Now, note that $$ \lim_{x\to 0}g(x)=a_3\neq 0,\quad \lim_{x\to 0}\frac{o(x^6)}{x^6}=0. $$ So $ \lim_{x\to 0+}f(x)=\infty $ and (1) is thus impossible.

Answer 2

What they are asking you is to find a polynomial $p(x)$ such that $$ \lim_{x\rightarrow0}\frac{|\sin(x-x^2)-p(x)|}{x^6}=0 $$

No to your statements:

1. $o((x-x^2)^2) =o(x^5)$ is in general false. For example $h(x)=x(x-x^2)^2=o((x-x^2)^2$ as $x\rightarrow0$ but $x^{-5}h(x)\nrightarrow0$ as $x\rightarrow0$.
2. $o(x^5) = o(x^6)$ is false in general: $g(x):=x^6=o(x^5)$ but $g(x) \neq o(x^6)$.
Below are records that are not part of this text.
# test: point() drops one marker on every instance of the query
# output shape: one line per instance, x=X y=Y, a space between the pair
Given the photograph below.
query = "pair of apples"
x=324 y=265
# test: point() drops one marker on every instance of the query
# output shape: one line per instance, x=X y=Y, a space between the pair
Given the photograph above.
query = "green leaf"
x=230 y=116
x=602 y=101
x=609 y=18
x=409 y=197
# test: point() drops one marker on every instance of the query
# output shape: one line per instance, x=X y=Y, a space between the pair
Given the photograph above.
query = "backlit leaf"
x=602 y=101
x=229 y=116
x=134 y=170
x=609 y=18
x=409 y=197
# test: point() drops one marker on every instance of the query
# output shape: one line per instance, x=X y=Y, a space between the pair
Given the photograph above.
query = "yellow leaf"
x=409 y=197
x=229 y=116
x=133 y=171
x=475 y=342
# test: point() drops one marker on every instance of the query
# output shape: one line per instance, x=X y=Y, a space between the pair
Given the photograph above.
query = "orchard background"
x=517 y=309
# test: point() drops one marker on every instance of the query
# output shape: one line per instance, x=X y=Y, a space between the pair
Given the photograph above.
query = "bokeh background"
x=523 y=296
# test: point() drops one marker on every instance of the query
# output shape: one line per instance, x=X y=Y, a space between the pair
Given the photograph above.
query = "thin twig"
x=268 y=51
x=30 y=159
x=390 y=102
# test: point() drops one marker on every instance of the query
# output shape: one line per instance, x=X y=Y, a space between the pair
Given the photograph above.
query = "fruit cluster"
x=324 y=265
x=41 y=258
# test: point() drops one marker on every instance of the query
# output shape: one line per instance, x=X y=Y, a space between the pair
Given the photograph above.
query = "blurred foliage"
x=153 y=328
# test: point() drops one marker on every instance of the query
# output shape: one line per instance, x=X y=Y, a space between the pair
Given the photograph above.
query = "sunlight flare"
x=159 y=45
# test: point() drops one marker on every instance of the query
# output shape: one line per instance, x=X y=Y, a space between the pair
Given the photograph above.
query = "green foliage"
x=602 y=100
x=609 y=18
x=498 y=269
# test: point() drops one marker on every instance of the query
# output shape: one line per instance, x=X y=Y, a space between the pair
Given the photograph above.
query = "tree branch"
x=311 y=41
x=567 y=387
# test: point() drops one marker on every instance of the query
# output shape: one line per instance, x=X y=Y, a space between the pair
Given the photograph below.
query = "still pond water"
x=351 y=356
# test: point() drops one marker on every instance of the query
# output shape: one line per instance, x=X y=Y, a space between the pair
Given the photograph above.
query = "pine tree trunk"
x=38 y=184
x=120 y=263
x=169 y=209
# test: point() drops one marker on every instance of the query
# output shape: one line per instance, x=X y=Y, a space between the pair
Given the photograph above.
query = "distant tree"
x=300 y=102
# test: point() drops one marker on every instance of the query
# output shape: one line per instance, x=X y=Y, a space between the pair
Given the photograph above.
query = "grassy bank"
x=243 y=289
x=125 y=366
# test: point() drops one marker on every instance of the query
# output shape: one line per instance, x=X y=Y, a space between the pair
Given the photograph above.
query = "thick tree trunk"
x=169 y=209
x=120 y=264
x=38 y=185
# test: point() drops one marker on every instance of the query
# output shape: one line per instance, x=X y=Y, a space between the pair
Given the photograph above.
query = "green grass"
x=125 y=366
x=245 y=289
To help you solve the problem, use Taylor expansion of $\sin z= z-\frac{z^3}{6}+\frac{z^5}{5!}-\frac{z^7}{7!}+...$. Notice that when $z=x-x^2$, $z^7$ is a polynomial on $x$ of degree 14 of the $z^7=x^7-7x^8+...-x^{14}$ This term is of course $o(x^6)$ since all powers involved are larger than $6$. So truncating the sine series up to the $7-th$ power gives the right decay of residual. The rest is to check that the $$ (x-x^2)-\frac{(x-x^2)^3}{6}+\frac{(x-x^2)^5}{5!} $$ is the polynomial in the statement of your problem. A little but tedious algebra.

Answer 3

A sketch of the correct method:

Since $x-x^2$ has order $1$, you have to expand $\sin u$ up to degree $6$, and substitute $x-x^2$ in $u, u^2,\dots u^6$, truncating the expansions of the different $(x-x^2)^k$ at degree $6$, which leads to a recursive computation: \begin{align} (x-x^2)^2&=x^2-2x^3+x^4& \quad(x-x^2)^3&=x^3-3x^4+3x^5-x^6 \\ (x-x^2)^4&=x^4-4x^5+6x^6-4x^7+x^8&(x-x^2)^5&=(x-x^2)^4(x-x^2)\\ &=x^4-4x^5+6x^6+o(x^6)&&=\bigl((x^4-4x^5+6x^6+o(x^6)\bigr)(x-x^2)\\ (x-x^2)^6&=(x-x^2)^5(x-x^2)&&=\begin{aligned}[t]&x^5-4x^6+6x^7+o(x^7)\\&\phantom{x5}-x^6+4x^7-6x^8+o(x^8) &\end{aligned}\\&=\bigl(x^5-5x^6+o(x^6)\bigr)(x-x^2)&&=x^5-5x^6+o(x^6)\\ &=\dots=x^6+o(x^6) \end{align}

Can you end the computations?